Here’s what I wrote:
I am afraid of dying. I am still afraid of dying. It has been twenty years since last he put his hands on me, he has been in prison for seventeen years, and still something in me remains stalled.
I’ve had friends who don’t want to hear that I am still afraid of my stepfather killing me, that I bear the steel-rod terror still along my spine and through my shoulders that one day he will be released or escape from jail, come and find me and do, finally, what he promised so many years ago, when I first tried to get him to stop what he was doing to me, when I tried to stop the “sexual part of our relationship,” as he liked for me to call it. How had we gotten into the conversation, my friend and I? I said I was afraid I would freeze if I ever opened the door to find my stepfather standing there. My friend was aghast – and though he didn’t try to be, was profoundly shaming. He wanted a different response from me, and so I gave him one: I stopped talking about it. His telling me that I should remember that I am not the 19 or 23 or 21 year old I was when he last threatened me didn’t help. His grimace of feminist disappointment didn’t help.
I remembered – this is my fear to carry alone.
And it’s a site of shame – of course I know I should let it go. I know I shouldn’t believe one more of his lies. Where is this going? Last month, a friend dies at 50 with yes so much more of his life left to head and yet a gorgeous legacy of work and craft and community – and, at 41, I feel like I am still in limbo, still waiting for this man to die before I can truly open up the spigot of my heart, still sure that anyone I open my heart to will get killed as well, still afraid that any ambitions I pursue or life I build will be precisely what he will take delight in tearing away from me, burning in front of me. Torturing me until I relinquish. This was always his way. Why would twenty years make any different to a sociopath?

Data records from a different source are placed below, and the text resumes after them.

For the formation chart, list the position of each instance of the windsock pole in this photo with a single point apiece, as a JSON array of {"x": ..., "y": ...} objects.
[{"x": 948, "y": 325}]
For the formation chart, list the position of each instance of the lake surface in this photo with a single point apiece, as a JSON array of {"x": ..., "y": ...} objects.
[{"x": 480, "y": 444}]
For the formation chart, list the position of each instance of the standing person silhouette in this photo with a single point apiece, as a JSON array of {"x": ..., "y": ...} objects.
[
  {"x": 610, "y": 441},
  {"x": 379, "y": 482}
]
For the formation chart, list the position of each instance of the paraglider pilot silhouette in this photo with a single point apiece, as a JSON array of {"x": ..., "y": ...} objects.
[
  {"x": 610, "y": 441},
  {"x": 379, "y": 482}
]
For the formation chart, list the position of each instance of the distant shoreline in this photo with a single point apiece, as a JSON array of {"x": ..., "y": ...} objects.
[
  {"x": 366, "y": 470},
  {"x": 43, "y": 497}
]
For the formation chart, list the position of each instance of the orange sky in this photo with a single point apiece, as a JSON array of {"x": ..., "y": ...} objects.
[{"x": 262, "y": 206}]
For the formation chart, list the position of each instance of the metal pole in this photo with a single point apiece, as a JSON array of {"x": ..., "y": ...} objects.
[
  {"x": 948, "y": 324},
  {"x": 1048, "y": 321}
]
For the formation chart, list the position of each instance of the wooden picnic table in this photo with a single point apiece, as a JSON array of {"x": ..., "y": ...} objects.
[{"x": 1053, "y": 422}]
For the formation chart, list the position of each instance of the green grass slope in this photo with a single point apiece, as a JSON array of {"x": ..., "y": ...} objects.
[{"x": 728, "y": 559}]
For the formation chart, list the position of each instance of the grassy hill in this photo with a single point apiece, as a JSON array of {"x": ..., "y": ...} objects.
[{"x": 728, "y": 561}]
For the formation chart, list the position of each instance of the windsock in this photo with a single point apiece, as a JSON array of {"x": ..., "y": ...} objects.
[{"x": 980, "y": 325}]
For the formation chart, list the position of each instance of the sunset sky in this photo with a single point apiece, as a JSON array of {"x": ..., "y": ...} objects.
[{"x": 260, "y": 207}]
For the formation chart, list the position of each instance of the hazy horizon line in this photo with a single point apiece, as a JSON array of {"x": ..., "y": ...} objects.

And so I try to remember to breathe, how to breathe, try to remember that, if he’s going to kill me, it probably won’t be today – and today I have some of my own beautiful and free life to live. I want to understand how to rid my body, my hard-grasping psyche, of this terror. I want to know how to communicate freedom and safety to my body, I want to know how to love freely into this life, how to stop mourning my inability to heal faster than I have. Maybe it all comes down to breath.
It seems true that I am not supposed to talk about the way this terror still lines my shoes, lives beneath my knees, behind my eyes; no, I no longer wait for him to come through a window. No, the place where this terror lives is inside my bones now. It stops up my reaching, my wingspan. Just once before I die I would like to know I’ve flown free.